La Cassazione condanna Yahoo per la pubblicazione di foto di una minore

Avv. Flaviano Sanzari

Con l’ordinanza n. 12855/18, la Corte di Cassazione, respingendo il ricorso di Yahoo, ha confermato la condanna del portale web al risarcimento del danno – liquidato nella misura di euro 15.000,00 – per aver pubblicato fotografie di una minorenne (la figlia della soubrette Antonella Mosetti) senza alcuna autorizzazione o motivazione che giustificasse tale operazione.

In particolare, pur avendo Yahoo rilevato come, nella fattispecie, non fosse stato a suo dire commesso alcun illecito, dal momento che la minore era stata ritratta in luoghi pubblici insieme ai familiari, in un momento di svago e come la ragazza, sin dalla più tenera età, si fosse esposta ai media e avesse sempre gestito con piena consapevolezza la sua immagine, pubblicando centinaia di foto sui social networks cui era iscritta, il giudice di merito aveva invece ritenuto illecita la pubblicazione delle fotografie della minore, per l’assenza di interesse pubblico alla diffusione dell’immagine e di utilità sociale della notizia.
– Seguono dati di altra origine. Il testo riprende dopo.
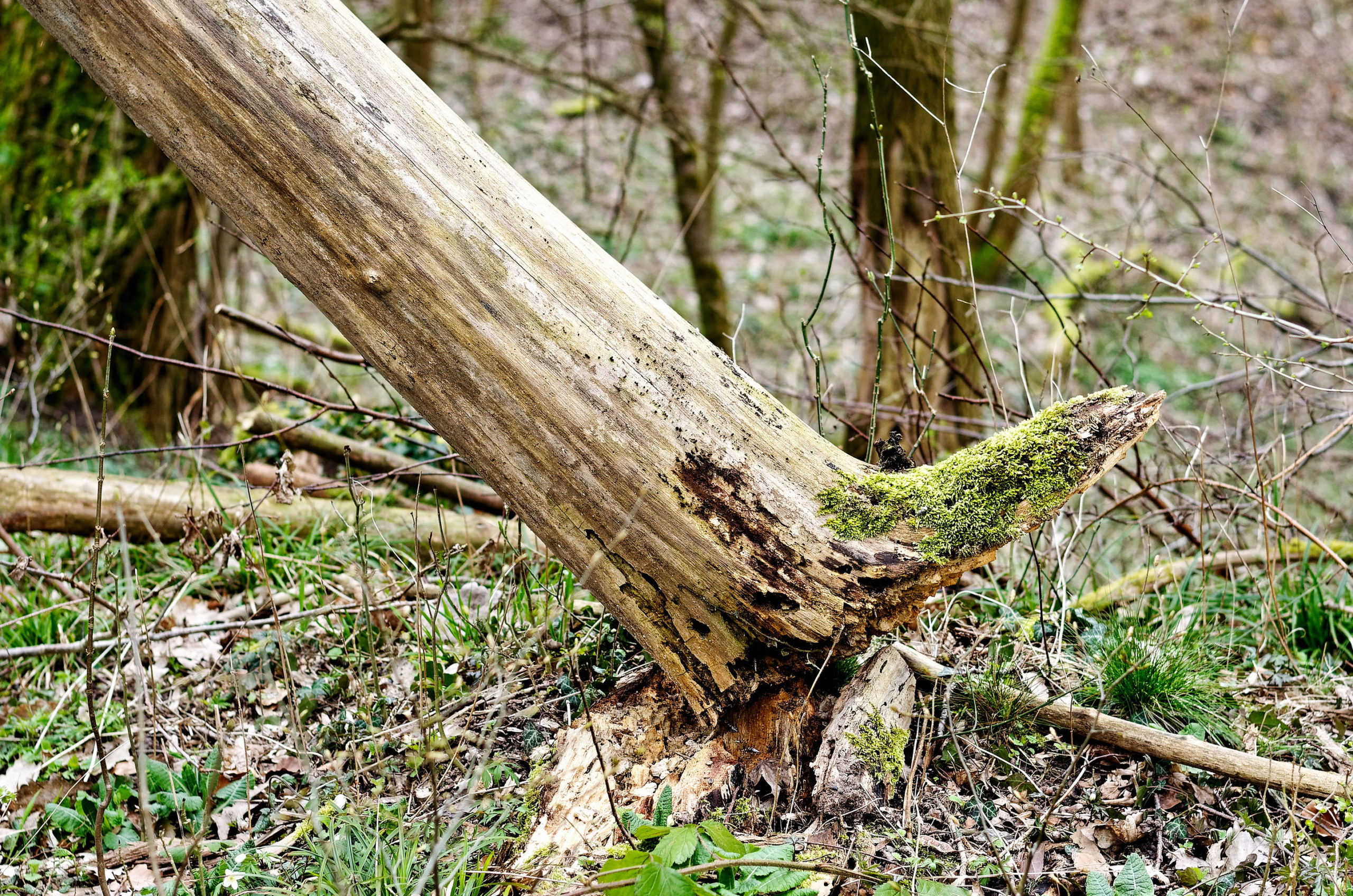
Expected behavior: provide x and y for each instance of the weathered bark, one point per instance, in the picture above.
(694, 162)
(631, 446)
(904, 175)
(41, 500)
(373, 458)
(1060, 51)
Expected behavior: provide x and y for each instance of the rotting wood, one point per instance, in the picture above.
(374, 459)
(844, 781)
(631, 446)
(44, 500)
(1163, 745)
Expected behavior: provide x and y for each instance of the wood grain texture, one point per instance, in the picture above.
(623, 437)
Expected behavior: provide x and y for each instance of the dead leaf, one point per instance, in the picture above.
(140, 878)
(228, 817)
(1127, 830)
(272, 696)
(1088, 857)
(18, 774)
(1244, 848)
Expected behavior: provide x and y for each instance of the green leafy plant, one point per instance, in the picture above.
(1157, 678)
(1134, 880)
(76, 817)
(702, 860)
(191, 791)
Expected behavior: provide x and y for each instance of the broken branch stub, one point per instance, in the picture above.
(631, 446)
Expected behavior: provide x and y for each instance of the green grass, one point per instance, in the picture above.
(1159, 678)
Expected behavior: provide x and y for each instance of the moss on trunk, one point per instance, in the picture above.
(979, 497)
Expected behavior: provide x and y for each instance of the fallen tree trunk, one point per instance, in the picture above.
(44, 500)
(629, 444)
(374, 459)
(1163, 745)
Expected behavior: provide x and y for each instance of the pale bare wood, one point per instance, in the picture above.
(44, 500)
(1163, 745)
(628, 443)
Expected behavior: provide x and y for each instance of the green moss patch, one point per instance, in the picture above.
(883, 749)
(970, 501)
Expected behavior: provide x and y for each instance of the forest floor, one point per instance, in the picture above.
(414, 716)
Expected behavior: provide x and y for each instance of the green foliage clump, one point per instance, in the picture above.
(977, 497)
(660, 866)
(1157, 678)
(883, 749)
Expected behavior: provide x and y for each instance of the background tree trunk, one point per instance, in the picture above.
(1060, 52)
(904, 174)
(694, 162)
(680, 489)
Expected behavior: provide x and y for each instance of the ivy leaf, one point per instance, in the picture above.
(68, 819)
(660, 880)
(677, 846)
(724, 839)
(1134, 880)
(623, 870)
(1098, 885)
(663, 808)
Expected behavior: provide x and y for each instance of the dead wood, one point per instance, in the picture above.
(374, 459)
(881, 693)
(1163, 745)
(628, 443)
(44, 500)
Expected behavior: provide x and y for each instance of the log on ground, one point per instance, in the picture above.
(44, 500)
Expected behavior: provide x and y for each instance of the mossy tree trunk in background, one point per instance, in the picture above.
(694, 157)
(97, 230)
(923, 352)
(1061, 49)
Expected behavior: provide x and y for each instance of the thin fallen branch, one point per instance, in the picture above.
(1161, 576)
(367, 456)
(41, 500)
(1163, 745)
(267, 328)
(73, 647)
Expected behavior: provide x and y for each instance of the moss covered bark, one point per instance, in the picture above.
(979, 497)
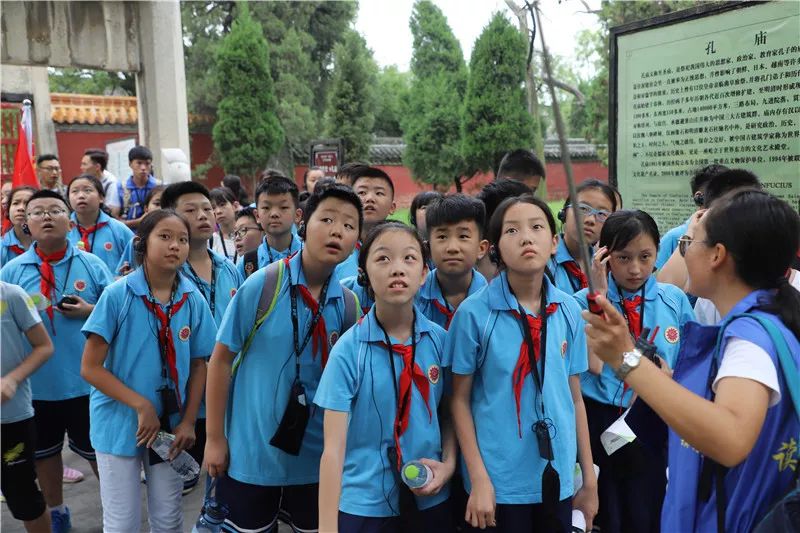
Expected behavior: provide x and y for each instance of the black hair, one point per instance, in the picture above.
(455, 208)
(376, 231)
(494, 192)
(169, 200)
(422, 199)
(146, 227)
(221, 196)
(140, 152)
(278, 184)
(762, 234)
(495, 229)
(375, 173)
(621, 227)
(341, 192)
(593, 183)
(520, 164)
(703, 175)
(727, 181)
(98, 156)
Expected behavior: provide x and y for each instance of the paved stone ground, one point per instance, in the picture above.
(83, 500)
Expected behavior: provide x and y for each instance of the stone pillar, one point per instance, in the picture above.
(161, 82)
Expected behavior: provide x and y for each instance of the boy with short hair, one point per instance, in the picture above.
(277, 211)
(456, 240)
(64, 283)
(277, 378)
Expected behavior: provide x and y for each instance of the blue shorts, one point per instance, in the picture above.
(256, 508)
(437, 519)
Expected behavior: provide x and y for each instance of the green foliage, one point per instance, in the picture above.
(351, 105)
(433, 123)
(495, 115)
(247, 131)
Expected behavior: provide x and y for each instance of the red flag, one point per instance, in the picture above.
(23, 167)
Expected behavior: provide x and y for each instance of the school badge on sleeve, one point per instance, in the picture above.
(672, 334)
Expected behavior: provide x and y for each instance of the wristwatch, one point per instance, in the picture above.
(630, 361)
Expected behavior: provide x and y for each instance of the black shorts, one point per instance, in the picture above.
(18, 475)
(256, 508)
(54, 418)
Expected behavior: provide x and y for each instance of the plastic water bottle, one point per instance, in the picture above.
(184, 464)
(416, 474)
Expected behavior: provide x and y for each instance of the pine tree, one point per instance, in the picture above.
(247, 132)
(495, 118)
(351, 103)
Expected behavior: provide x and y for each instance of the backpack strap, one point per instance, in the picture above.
(273, 279)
la Cassazione, chiamata a giudicare sugli specifici motivi di ricorso, ha dal canto suo osservato come Yahoo non potesse godere di alcuna limitazione di responsabilità, non essendosi limitata a fornire dello spazio virtuale in rete per contenuti realizzati e diffusi da terzi, ma essendo il soggetto cui faceva diretto riferimento la gestione del sito. Quanto al danno i Supremi giudici hanno rilevato come fosse stata corretta una valutazione necessariamente equitativa del pregiudizio subito, risultando tale criterio imposto dalla natura stessa di tale danno, che non può essere provato nel suo preciso ammontare.